- Born: November 4, 1767 Carmona, Spain
- Died: March 7, 1835 (aged 67)
- Allegiance: Spanish
- Branch: Cavalry
- Rank: General
- Commands: Cavalry
- Conflicts: Peninsular War; • Battle of Talavera; • Battle of Ocaña; • Battle of San Marcial; • Battle of the Bidassoa; • Battle of Nivelle; • Battle of Toulouse;
- Awards: San Fernando Cross
- Spouse: Beatriz Abbad y Alfaro
- Children: 2
- Relations: Francisco Freire de Andrade and Josefa Armijo y Bravo

= Manuel Freire de Andrade =

Spanish cavalry officer and general officer

Manuel Alberto Freire de Andrade y Armijo (4 November 1767 - 7 March 1835) was a Spanish cavalry officer and general officer during the Peninsular War, and later Defense Minister.

== Early biography ==

Freire (also known as Freyre) was born in Carmona, Spain near Seville, to a Spanish cavalry officer from Galicia, Francisco Freire de Andrade, and his wife Josefa Armijo y Bravo, also from Carmona. He joined his father's Alcántara cavalry regiment as a minor cadet when just seven years old, and on 1 January 1780 became an ordinary cadet. He participated in his first battle on 15 May 1793, against revolutionary French forces during the opening of the Battle of Mas Deu, part of the War of the Pyrenees. Freire spent the next two years in Rousillon and Catalonia, including that war's last actions during which Spanish forces recaptured Puigcerda and Bellver (after the peace treaty had been signed). Freire received several promotions during that war, having been named a junior lieutenant on 10 October 1793, full lieutenant on 20 November, ayundante on 13 December 1793, captain on 18 February 1794, and cavalry captain on 28 July 1795. During the following peace, Freire was promoted to sergeant major, then command of a squadron on 4 April 1801. He later participated in a campaign against Portugal in Arronches, before being assigned to training in Mallorca.

==Peninsular War==
Freire joined fellow Spaniards in fighting against invading Napoleonic forces, and on 15 September 1807, took command (as colonel) of a volunteer cavalry regiment in Madrid. The following year he saw action in Extremadura and other locations. He was promoted to brigadier on 2 March 1809 after a campaign in La Mancha, and to field marshal after the Battle of Talavera. On 10 January 1810, he was appointed commander of cavalry under Juan Carlos de Aréizaga and led them at Ocaña on 19 November, a devastating defeat that cost the Spanish control of Andalusia. He wrote a manual revising Spanish cavalry tactics, published in Murcia in 1813.

After fighting the French in Murcia, Granada, and Valencia (1810–1812), Freire became a general and succeeded Francisco Javier Castaños in command of the Fourth Army, or Army of Galicia on August 12, 1813. His corps defeated Soult at the Battle of San Marcial on 31 August 1813, earning him the San Fernando Cross.

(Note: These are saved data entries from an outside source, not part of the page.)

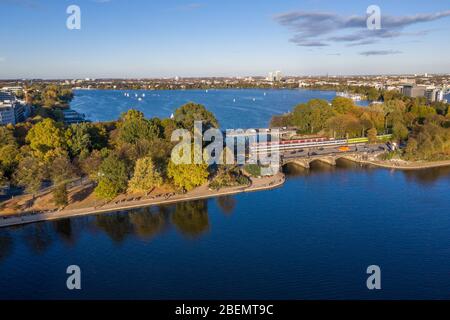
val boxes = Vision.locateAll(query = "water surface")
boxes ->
[1,161,449,299]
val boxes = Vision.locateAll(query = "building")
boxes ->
[402,84,426,98]
[0,91,27,125]
[267,71,283,82]
[1,86,22,95]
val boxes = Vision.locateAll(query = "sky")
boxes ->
[0,0,449,79]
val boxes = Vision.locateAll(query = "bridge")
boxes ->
[281,149,385,168]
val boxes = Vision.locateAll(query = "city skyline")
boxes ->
[1,0,450,79]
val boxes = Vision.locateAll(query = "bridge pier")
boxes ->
[290,159,310,169]
[315,157,336,166]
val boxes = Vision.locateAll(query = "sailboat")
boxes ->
[233,98,236,103]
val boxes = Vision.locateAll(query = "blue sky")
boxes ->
[0,0,449,78]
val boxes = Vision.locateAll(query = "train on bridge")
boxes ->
[249,135,391,153]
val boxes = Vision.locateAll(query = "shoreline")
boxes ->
[0,173,285,229]
[345,157,450,170]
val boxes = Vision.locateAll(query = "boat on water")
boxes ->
[233,98,236,103]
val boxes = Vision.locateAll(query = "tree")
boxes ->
[367,127,378,144]
[331,97,356,115]
[50,156,77,185]
[52,183,69,207]
[167,144,209,191]
[94,155,128,200]
[168,161,209,191]
[128,157,163,193]
[26,118,65,157]
[0,126,16,148]
[292,99,333,134]
[13,157,45,194]
[404,138,418,159]
[116,110,161,145]
[174,102,219,131]
[0,169,5,186]
[65,123,92,157]
[392,122,409,141]
[0,144,20,176]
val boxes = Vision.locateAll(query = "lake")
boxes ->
[70,88,369,129]
[0,89,449,299]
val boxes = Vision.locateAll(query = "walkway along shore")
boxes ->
[0,173,285,228]
[342,156,450,171]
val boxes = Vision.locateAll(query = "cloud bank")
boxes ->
[275,10,450,47]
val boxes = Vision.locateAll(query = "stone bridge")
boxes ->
[281,152,384,169]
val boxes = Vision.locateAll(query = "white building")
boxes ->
[267,71,283,82]
[0,91,27,125]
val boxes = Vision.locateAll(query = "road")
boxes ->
[280,143,388,160]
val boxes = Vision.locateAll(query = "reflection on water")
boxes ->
[216,196,236,215]
[0,233,13,263]
[283,159,450,188]
[171,201,210,238]
[402,166,450,185]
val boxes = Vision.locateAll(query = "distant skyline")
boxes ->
[1,0,450,79]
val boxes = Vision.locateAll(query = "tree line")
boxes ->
[271,91,450,160]
[0,97,250,209]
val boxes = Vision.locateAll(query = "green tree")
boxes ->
[367,127,378,144]
[13,157,45,194]
[404,138,418,159]
[392,122,409,141]
[331,97,356,115]
[128,157,163,193]
[167,144,209,191]
[0,144,20,176]
[292,99,333,134]
[52,183,69,207]
[65,123,92,157]
[0,126,16,148]
[116,109,161,145]
[26,118,65,156]
[94,155,128,200]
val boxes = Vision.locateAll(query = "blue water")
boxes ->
[0,89,449,300]
[70,89,341,129]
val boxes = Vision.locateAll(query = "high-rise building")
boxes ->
[402,84,426,98]
[267,71,282,82]
[0,91,27,125]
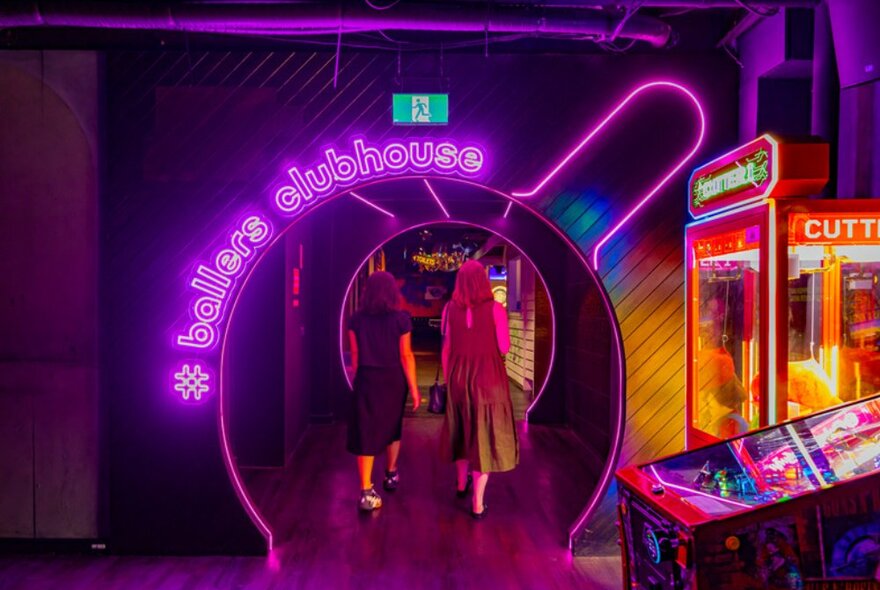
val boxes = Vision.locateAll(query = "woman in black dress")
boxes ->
[347,271,420,511]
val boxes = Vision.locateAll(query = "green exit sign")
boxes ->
[392,94,449,125]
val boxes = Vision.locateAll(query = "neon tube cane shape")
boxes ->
[510,81,706,270]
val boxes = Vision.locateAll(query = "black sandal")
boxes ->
[456,473,473,498]
[383,470,399,492]
[471,503,488,520]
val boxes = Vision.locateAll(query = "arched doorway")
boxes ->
[220,176,625,549]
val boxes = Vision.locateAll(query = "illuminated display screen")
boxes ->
[790,213,880,245]
[785,239,880,414]
[691,224,761,439]
[692,147,768,206]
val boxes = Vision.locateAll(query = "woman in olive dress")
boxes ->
[440,260,518,519]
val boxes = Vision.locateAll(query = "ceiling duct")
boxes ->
[0,1,678,46]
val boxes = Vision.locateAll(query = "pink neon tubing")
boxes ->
[348,190,395,218]
[509,81,706,270]
[219,325,275,550]
[422,179,451,218]
[215,175,625,553]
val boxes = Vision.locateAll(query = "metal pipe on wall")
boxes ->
[0,1,673,46]
[811,0,837,196]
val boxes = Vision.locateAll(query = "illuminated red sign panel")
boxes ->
[790,213,880,245]
[693,225,760,259]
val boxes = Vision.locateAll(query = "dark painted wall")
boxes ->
[0,51,101,541]
[228,245,285,467]
[284,229,312,460]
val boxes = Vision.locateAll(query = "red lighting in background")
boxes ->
[292,267,301,308]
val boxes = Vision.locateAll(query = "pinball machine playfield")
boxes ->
[618,395,880,589]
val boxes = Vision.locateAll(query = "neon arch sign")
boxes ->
[174,139,486,358]
[171,80,706,406]
[167,79,706,551]
[171,139,488,406]
[175,213,274,352]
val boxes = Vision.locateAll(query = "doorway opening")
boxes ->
[341,223,554,420]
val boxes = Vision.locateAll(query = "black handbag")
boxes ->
[428,304,449,414]
[427,365,447,414]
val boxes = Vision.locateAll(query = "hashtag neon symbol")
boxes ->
[173,362,211,402]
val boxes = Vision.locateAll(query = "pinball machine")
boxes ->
[617,395,880,590]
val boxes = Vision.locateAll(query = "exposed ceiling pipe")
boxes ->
[546,0,818,5]
[716,11,762,48]
[0,1,674,47]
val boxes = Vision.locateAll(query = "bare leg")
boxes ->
[357,455,375,491]
[456,459,470,491]
[472,471,490,513]
[386,440,401,472]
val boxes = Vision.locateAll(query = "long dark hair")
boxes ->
[452,260,493,307]
[360,271,402,314]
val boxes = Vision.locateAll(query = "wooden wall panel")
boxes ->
[507,260,537,391]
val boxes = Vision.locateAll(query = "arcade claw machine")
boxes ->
[685,134,880,448]
[617,395,880,590]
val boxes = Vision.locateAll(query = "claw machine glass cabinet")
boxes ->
[686,135,880,448]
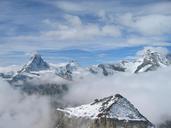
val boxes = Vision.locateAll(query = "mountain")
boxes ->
[56,94,154,128]
[89,63,125,76]
[19,53,50,73]
[55,60,81,80]
[1,48,170,82]
[7,54,70,95]
[134,49,169,73]
[89,48,170,75]
[9,53,51,83]
[0,48,170,95]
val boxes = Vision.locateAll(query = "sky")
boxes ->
[0,0,171,66]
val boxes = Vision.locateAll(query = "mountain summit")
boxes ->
[134,48,169,73]
[19,53,49,73]
[58,94,148,121]
[57,94,154,128]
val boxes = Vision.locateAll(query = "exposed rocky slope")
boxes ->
[19,53,50,73]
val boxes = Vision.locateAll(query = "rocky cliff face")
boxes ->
[19,53,50,73]
[56,94,154,128]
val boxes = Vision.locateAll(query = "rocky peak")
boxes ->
[140,49,168,65]
[134,48,169,73]
[19,53,49,73]
[57,94,150,122]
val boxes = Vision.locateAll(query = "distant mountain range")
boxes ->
[0,49,165,127]
[0,48,170,95]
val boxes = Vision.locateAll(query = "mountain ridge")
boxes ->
[0,48,170,83]
[56,94,154,128]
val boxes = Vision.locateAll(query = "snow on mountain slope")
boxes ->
[19,53,50,73]
[1,47,171,82]
[55,60,80,80]
[121,48,170,73]
[89,48,171,75]
[89,63,126,76]
[0,65,20,79]
[57,94,149,122]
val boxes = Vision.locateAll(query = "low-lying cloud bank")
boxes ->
[64,66,171,124]
[0,65,171,127]
[0,79,55,128]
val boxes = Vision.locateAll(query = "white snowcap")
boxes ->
[57,94,152,123]
[19,53,49,72]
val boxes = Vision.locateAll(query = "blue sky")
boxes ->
[0,0,171,66]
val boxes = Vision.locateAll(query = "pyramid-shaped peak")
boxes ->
[19,53,49,73]
[57,94,150,123]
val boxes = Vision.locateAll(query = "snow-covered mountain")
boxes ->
[0,48,170,95]
[89,48,171,75]
[128,48,169,73]
[0,48,170,82]
[57,94,154,128]
[58,94,147,120]
[55,60,81,80]
[19,53,50,73]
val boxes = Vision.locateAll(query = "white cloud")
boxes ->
[0,79,55,128]
[135,15,171,35]
[119,13,171,36]
[0,0,171,57]
[54,1,84,12]
[64,14,82,26]
[63,66,171,124]
[42,15,122,40]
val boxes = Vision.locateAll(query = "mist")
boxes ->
[1,66,171,127]
[0,79,56,128]
[63,66,171,124]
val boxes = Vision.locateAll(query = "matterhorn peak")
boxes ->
[19,53,49,73]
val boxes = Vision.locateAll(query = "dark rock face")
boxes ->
[19,53,49,73]
[134,49,169,73]
[56,94,154,128]
[56,111,153,128]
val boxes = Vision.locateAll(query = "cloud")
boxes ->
[54,1,85,12]
[0,79,56,128]
[0,0,171,66]
[118,13,171,36]
[42,15,121,40]
[134,15,171,35]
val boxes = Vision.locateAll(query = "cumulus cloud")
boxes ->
[0,0,171,65]
[135,15,171,35]
[42,15,121,40]
[63,67,171,124]
[0,79,56,128]
[119,13,171,36]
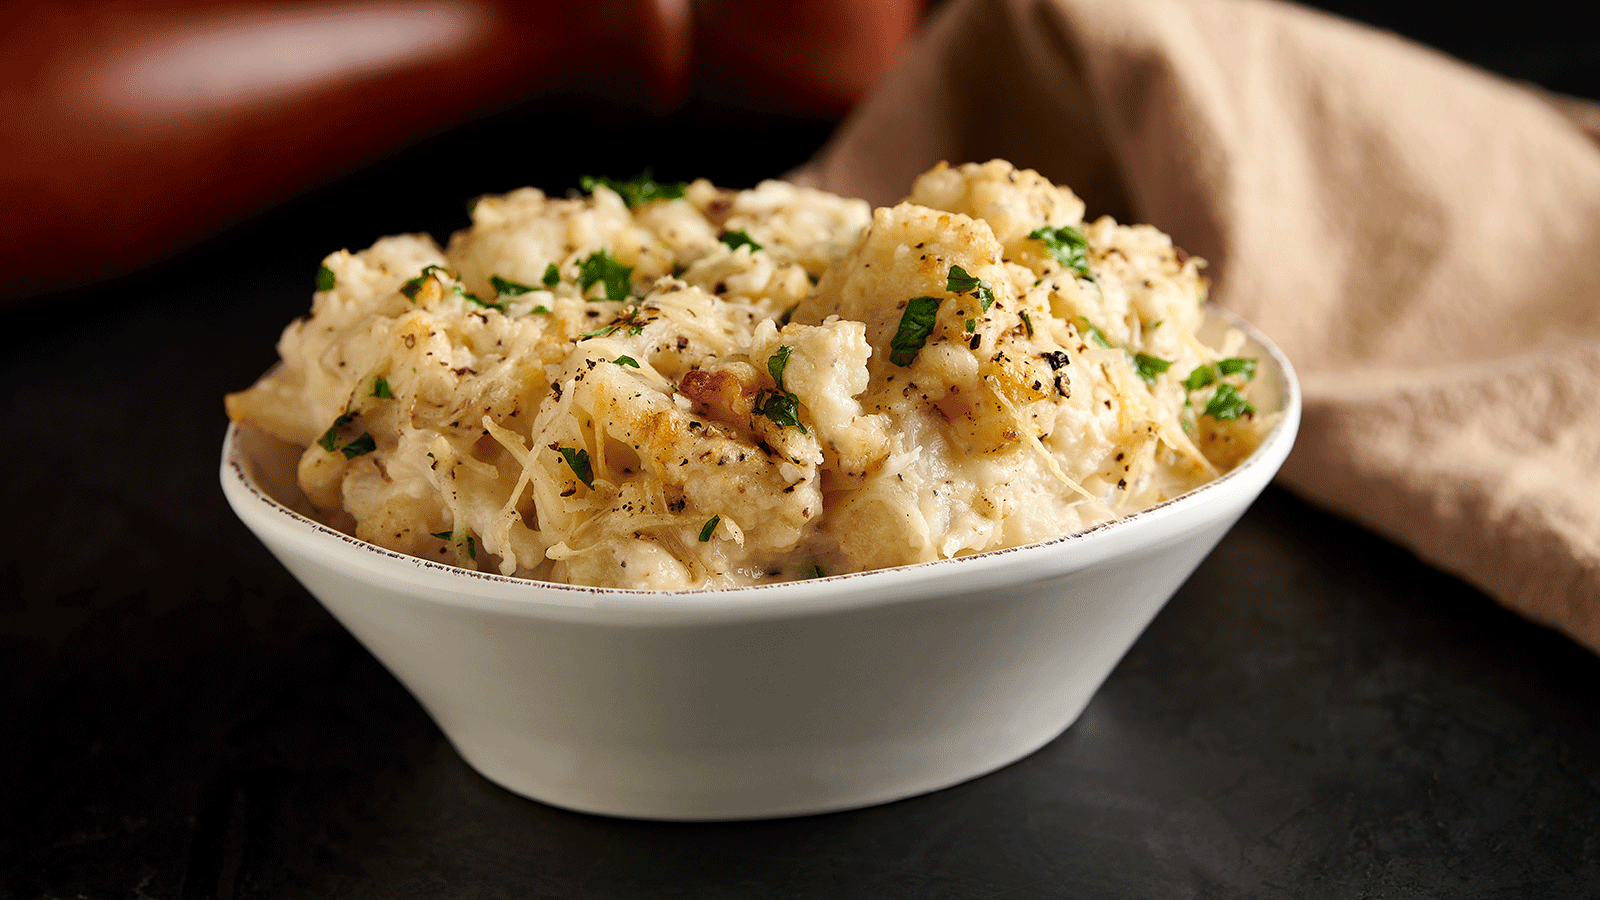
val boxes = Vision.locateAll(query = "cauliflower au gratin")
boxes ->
[226,160,1272,588]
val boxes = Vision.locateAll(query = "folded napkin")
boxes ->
[794,0,1600,653]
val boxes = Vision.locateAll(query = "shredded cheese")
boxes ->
[226,160,1275,588]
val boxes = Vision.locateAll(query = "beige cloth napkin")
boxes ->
[794,0,1600,653]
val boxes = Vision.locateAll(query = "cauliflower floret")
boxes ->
[908,159,1087,257]
[226,161,1275,588]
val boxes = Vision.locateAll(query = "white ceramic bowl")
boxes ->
[221,307,1299,821]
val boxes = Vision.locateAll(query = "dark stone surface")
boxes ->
[4,5,1598,897]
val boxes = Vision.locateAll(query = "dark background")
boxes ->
[4,3,1599,898]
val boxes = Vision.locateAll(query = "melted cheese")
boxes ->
[226,161,1273,588]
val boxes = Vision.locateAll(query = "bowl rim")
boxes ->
[221,305,1301,618]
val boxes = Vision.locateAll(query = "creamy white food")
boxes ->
[226,160,1273,588]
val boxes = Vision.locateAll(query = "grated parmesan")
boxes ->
[226,160,1274,588]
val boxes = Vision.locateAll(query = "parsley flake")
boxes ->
[557,446,593,488]
[1218,357,1258,380]
[890,296,943,366]
[577,249,633,302]
[579,324,621,340]
[698,515,720,542]
[767,345,793,392]
[400,264,448,302]
[338,432,376,459]
[1029,225,1093,279]
[372,376,392,399]
[316,411,356,453]
[431,530,477,560]
[1202,383,1255,420]
[719,230,762,252]
[1182,358,1259,420]
[1080,318,1114,349]
[580,171,687,208]
[756,390,806,433]
[613,355,640,368]
[1183,365,1217,392]
[401,265,500,311]
[946,264,995,311]
[1183,358,1256,392]
[1133,353,1171,386]
[462,291,501,311]
[316,264,336,291]
[491,275,538,297]
[754,346,805,432]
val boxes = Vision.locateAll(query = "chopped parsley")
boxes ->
[579,305,648,339]
[316,264,336,291]
[431,530,477,560]
[613,355,640,368]
[543,263,561,287]
[400,265,447,302]
[719,230,762,252]
[753,345,805,431]
[403,264,500,310]
[490,275,538,297]
[1183,358,1259,420]
[1029,225,1093,279]
[1202,383,1255,420]
[1133,353,1171,386]
[1020,310,1034,337]
[316,411,365,457]
[767,345,793,391]
[557,446,593,488]
[1079,318,1114,348]
[577,249,633,302]
[337,432,375,459]
[756,390,805,433]
[463,291,501,311]
[778,303,799,326]
[698,515,720,542]
[889,296,943,366]
[1184,358,1257,392]
[1183,365,1217,392]
[372,376,392,399]
[1218,357,1258,379]
[946,264,995,311]
[579,171,687,208]
[316,422,343,452]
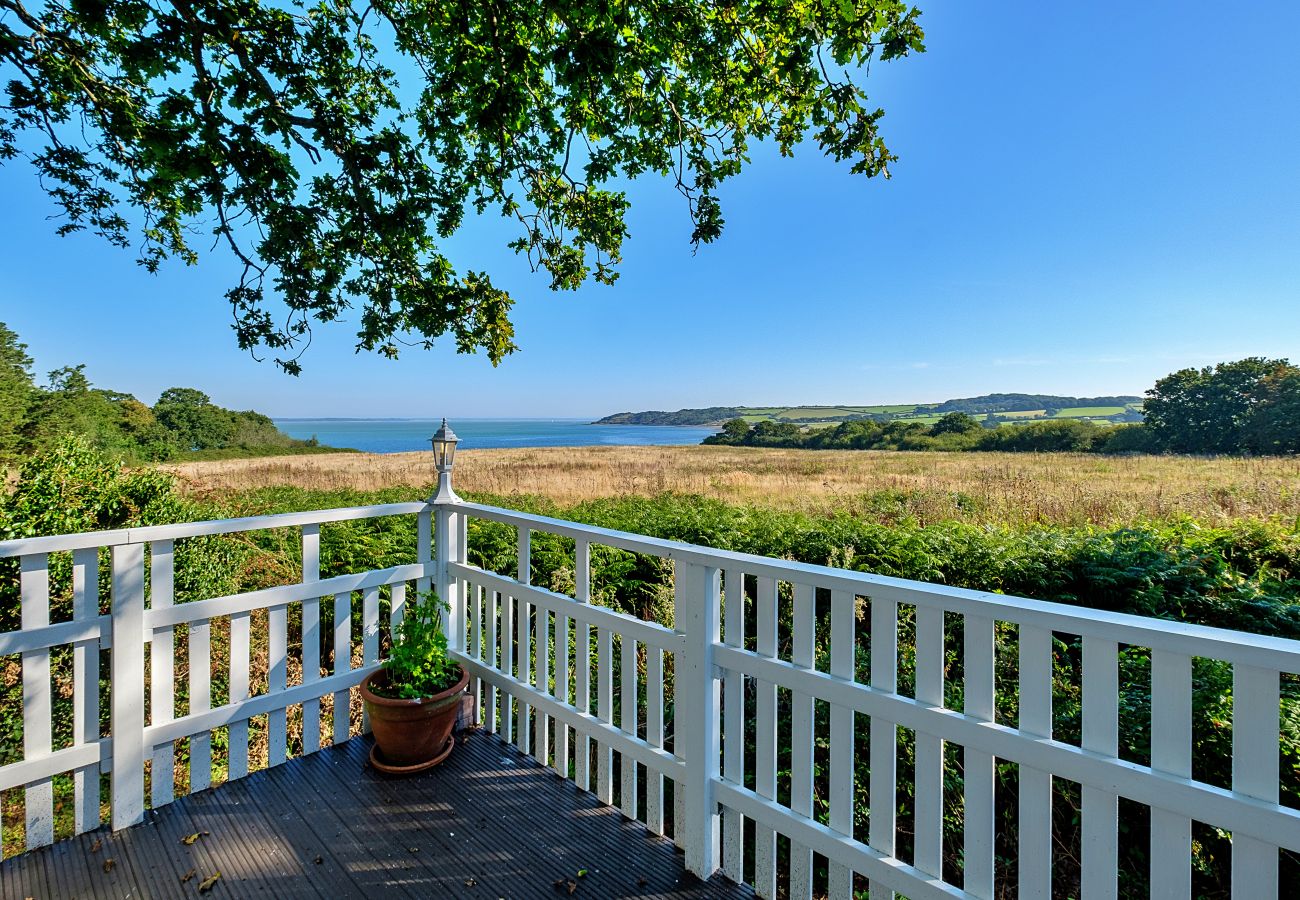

At the Battle of the Bidassoa on 7 October, Freire led the divisions of Generals Del Barco and Barcena across the river to capture French positions on Mont Calvaire. Freire also participated in the Battle of Nivelle on 10 November. He fought with "conspicuous gallantry" at the Battle of Toulouse in 1814, where his two divisions were desperately mauled in the fighting for the French redoubts on Mont Rave; the situation was finally resolved when the power of the British Congreve rockets, reinforced by a French tactical blunder and by British infantry support, intervened.

On 7 October 1814, Freire married Beatriz Abbad y Alfaro, the 33-year-old widow of a fellow officer. They had two sons, Manuel (who died shortly after his father) and Jose (who succeeded to the title of Marquis de San Marcial awarded his father shortly before his death).

Freire's military career continued, and he also became active in politics during the turbulent post-war era. In 1818, Freire and three other officers published "Informe sobre la mejora y aumento de la cría de caballos, dado al Supremo Consejo de Guerra". Two years later, he published two additional books concerning his postwar conduct in Andalucia and Cadiz.